4.8. Phylogenetic Analysis
For phylogenetic analysis, SNPs of the collapsed transcripts from TAMA, cDNA cupcake and cogent were used for analyses with SNPhylo [73]. Collapsed transcripts of all cultivars obtained by cogent and cDNA cupcake were mapped against the IRGSP Nipponbare reference genome and SNPs were called utilizing the bcftools v1.9 pipeline [74]. For TAMA, HQ transcripts of all cultivars were collapsed based on the Nipponbare reference genome and the generated variant file was used to determine SNPs. Entries were filtered for the “M” type and defined as alternative alleles. The respective reference alleles were extracted with bedtools v2.27.0 from the reference genome. A simple SNP file was generated and used as input for SNPhylo. Phylogenetic trees were visualized with Figtree [75].

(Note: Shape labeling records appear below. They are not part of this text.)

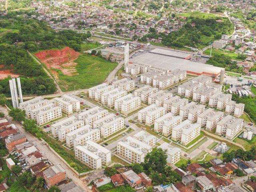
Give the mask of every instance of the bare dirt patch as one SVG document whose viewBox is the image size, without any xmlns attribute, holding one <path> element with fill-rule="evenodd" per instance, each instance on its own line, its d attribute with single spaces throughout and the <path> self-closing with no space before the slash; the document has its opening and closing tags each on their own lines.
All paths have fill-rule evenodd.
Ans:
<svg viewBox="0 0 256 192">
<path fill-rule="evenodd" d="M 38 52 L 35 55 L 44 63 L 58 78 L 58 73 L 54 69 L 60 70 L 64 75 L 72 76 L 77 75 L 77 64 L 74 62 L 80 53 L 66 47 L 60 50 L 46 50 Z"/>
</svg>

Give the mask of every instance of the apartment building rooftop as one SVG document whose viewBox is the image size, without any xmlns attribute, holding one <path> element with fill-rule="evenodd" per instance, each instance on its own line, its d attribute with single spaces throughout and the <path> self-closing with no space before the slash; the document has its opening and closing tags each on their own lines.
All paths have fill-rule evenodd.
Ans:
<svg viewBox="0 0 256 192">
<path fill-rule="evenodd" d="M 146 153 L 152 148 L 150 146 L 130 136 L 128 136 L 123 141 L 118 142 L 118 144 L 141 155 Z"/>
</svg>

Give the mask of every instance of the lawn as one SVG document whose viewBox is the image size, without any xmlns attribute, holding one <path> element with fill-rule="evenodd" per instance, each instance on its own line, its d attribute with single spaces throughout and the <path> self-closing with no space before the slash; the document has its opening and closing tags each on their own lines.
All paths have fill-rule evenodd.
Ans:
<svg viewBox="0 0 256 192">
<path fill-rule="evenodd" d="M 88 88 L 100 84 L 118 65 L 87 54 L 81 54 L 74 61 L 78 64 L 76 66 L 77 75 L 68 76 L 55 70 L 59 75 L 58 84 L 64 91 Z"/>
<path fill-rule="evenodd" d="M 81 44 L 81 52 L 88 51 L 91 49 L 95 49 L 101 46 L 100 44 L 98 42 L 88 42 Z"/>
<path fill-rule="evenodd" d="M 206 50 L 204 52 L 204 54 L 206 55 L 210 55 L 211 52 L 211 49 L 209 48 Z M 236 60 L 240 60 L 237 58 L 237 56 L 238 54 L 232 52 L 231 51 L 226 51 L 222 49 L 217 49 L 214 48 L 212 48 L 212 55 L 221 55 L 223 54 L 227 56 L 229 56 L 232 59 L 235 59 Z"/>
</svg>

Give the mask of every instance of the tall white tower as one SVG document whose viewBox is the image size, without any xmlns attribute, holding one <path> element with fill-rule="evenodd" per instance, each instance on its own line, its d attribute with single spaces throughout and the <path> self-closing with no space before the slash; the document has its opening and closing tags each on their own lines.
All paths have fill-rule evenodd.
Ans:
<svg viewBox="0 0 256 192">
<path fill-rule="evenodd" d="M 126 70 L 129 62 L 129 44 L 128 43 L 124 47 L 124 70 Z"/>
</svg>

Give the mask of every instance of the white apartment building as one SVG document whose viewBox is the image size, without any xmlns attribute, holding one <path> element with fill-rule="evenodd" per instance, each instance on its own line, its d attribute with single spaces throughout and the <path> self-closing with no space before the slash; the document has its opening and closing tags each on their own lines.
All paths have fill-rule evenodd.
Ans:
<svg viewBox="0 0 256 192">
<path fill-rule="evenodd" d="M 228 115 L 217 124 L 216 134 L 225 135 L 228 139 L 232 140 L 243 129 L 244 120 Z"/>
<path fill-rule="evenodd" d="M 94 99 L 97 101 L 101 101 L 101 95 L 115 88 L 114 85 L 107 85 L 96 89 L 94 91 Z"/>
<path fill-rule="evenodd" d="M 151 71 L 140 75 L 140 82 L 151 85 L 153 83 L 153 79 L 163 74 L 162 72 Z"/>
<path fill-rule="evenodd" d="M 143 130 L 134 135 L 133 137 L 152 147 L 156 146 L 156 138 Z"/>
<path fill-rule="evenodd" d="M 117 154 L 131 163 L 140 163 L 146 155 L 152 150 L 152 147 L 143 142 L 128 136 L 117 143 Z"/>
<path fill-rule="evenodd" d="M 89 126 L 89 125 L 85 126 Z M 98 129 L 88 129 L 88 131 L 84 134 L 78 136 L 74 139 L 74 147 L 78 145 L 84 145 L 88 140 L 91 140 L 94 142 L 100 140 L 100 130 Z"/>
<path fill-rule="evenodd" d="M 158 106 L 163 106 L 164 102 L 172 97 L 172 94 L 160 90 L 148 97 L 148 104 L 156 104 Z"/>
<path fill-rule="evenodd" d="M 108 114 L 108 111 L 96 106 L 78 114 L 78 119 L 84 120 L 86 124 L 92 126 L 93 122 Z"/>
<path fill-rule="evenodd" d="M 230 101 L 227 103 L 225 112 L 229 114 L 234 114 L 236 117 L 239 117 L 244 114 L 244 104 L 243 103 L 236 103 L 234 101 Z"/>
<path fill-rule="evenodd" d="M 52 134 L 54 138 L 58 136 L 58 130 L 66 125 L 70 125 L 74 123 L 78 120 L 78 119 L 75 116 L 71 116 L 70 117 L 62 119 L 58 122 L 56 122 L 51 125 L 51 130 Z"/>
<path fill-rule="evenodd" d="M 62 116 L 61 108 L 50 103 L 30 111 L 30 116 L 39 126 L 48 123 Z"/>
<path fill-rule="evenodd" d="M 112 113 L 93 122 L 93 128 L 100 129 L 100 135 L 104 138 L 121 130 L 124 126 L 124 118 Z"/>
<path fill-rule="evenodd" d="M 76 158 L 92 169 L 101 168 L 102 164 L 111 162 L 110 151 L 91 140 L 76 146 L 74 150 Z"/>
<path fill-rule="evenodd" d="M 198 116 L 197 123 L 201 127 L 205 126 L 207 130 L 211 131 L 216 127 L 217 123 L 223 117 L 224 113 L 209 108 Z"/>
<path fill-rule="evenodd" d="M 210 107 L 217 107 L 219 110 L 222 110 L 226 108 L 227 103 L 231 100 L 232 95 L 224 94 L 222 92 L 218 92 L 210 97 L 208 106 Z"/>
<path fill-rule="evenodd" d="M 96 131 L 95 131 L 94 130 Z M 97 129 L 92 129 L 90 125 L 86 125 L 66 134 L 66 142 L 67 146 L 68 147 L 73 147 L 74 145 L 74 140 L 76 138 L 80 137 L 86 134 L 88 136 L 87 140 L 90 139 L 95 142 L 100 140 L 100 130 Z M 89 136 L 88 135 L 90 135 L 91 137 Z"/>
<path fill-rule="evenodd" d="M 138 112 L 138 120 L 146 125 L 151 126 L 156 119 L 165 114 L 165 110 L 163 107 L 158 107 L 155 104 L 152 104 Z"/>
<path fill-rule="evenodd" d="M 174 83 L 174 77 L 168 74 L 164 74 L 153 79 L 153 86 L 164 89 Z"/>
<path fill-rule="evenodd" d="M 102 83 L 100 85 L 98 85 L 94 87 L 91 87 L 88 89 L 88 92 L 89 93 L 89 98 L 91 99 L 94 99 L 95 97 L 95 93 L 96 90 L 98 89 L 101 89 L 104 88 L 108 86 L 106 83 Z M 86 94 L 86 93 L 85 93 Z"/>
<path fill-rule="evenodd" d="M 163 106 L 166 112 L 170 112 L 174 115 L 177 115 L 180 113 L 180 108 L 188 103 L 188 99 L 176 96 L 164 102 Z"/>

4.9. Comparison of Reconstructed Transcriptomes
HQ collapsed sequences were classified and compared with the existing IRGSP Nipponbare annotation using gffcompare v0.11.2 [76]. The classifications defined by gffcompare were generalized into annotated (classes “=” and “c”), novel isoform (classes “j” and “k”), retrained intron (classes “m” + “n”), novel antisense (class “x”), novel intronic/intergenic (classes “i” and “u”) and novel others (classes “o”, “y”, “e”, “s” and “p”).
4.10. Functional Annotation
ORFs were predicted with TransDecoder v5.5.0 [77]. The candidate protein coding regions were extracted by transDecoder.LongOrfs with a minimum length of 100 amino acids. Resulting ORFs were characterized according to similarities to known proteins by a blastp v2.3.0 search [38] (E ≤ 1 × 10−5) of the comprehensive Swiss-Prot protein database [78] (downloaded 09.09.2019) and for conserved protein domains using Hmmer v3.2.1 [79] based on the Pfam database [80] (downloaded 18.09.2019). Finally, likely coding regions were reported by the transDecoder.Predict module including all peptides with blast or domain hits. Additionally, HQ collapsed transcripts of all ten cultivars were searched against the Swiss-Prot database using blastx v2.3.0 (E ≤ 1 × 10−10). All results (blastp, blastx and Pfam) were parsed by Trinotate v3.2.0 [81], stored in an SQLite relational database and then reported as a tab-delimited transcript annotation summary file. Additional Gene Ontology (GO) information was extracted by Trinotate based on the Swiss-Prot database entries. Mercator v4.2 [41] was used as an additional functional annotation pipeline. HQ collapsed nucleotide sequences were submitted online [82] and resulting tables were downloaded. Trinotate and Mercator tables were merged to one table per cultivar and is available online [71]). For a detailed comparison with existing O. sativa bins, results were also compared to the rice MSU7 annotation on the Mercator website and saved. All transcripts without any annotation for Mercator or the TransDecoder-Trinotate pipeline were extracted and a blastn search (min. identity 85%, E ≤ 1 × 10−10) performed against all available cDNA files of Oryza wild species obtained from EnsemblPlants [83].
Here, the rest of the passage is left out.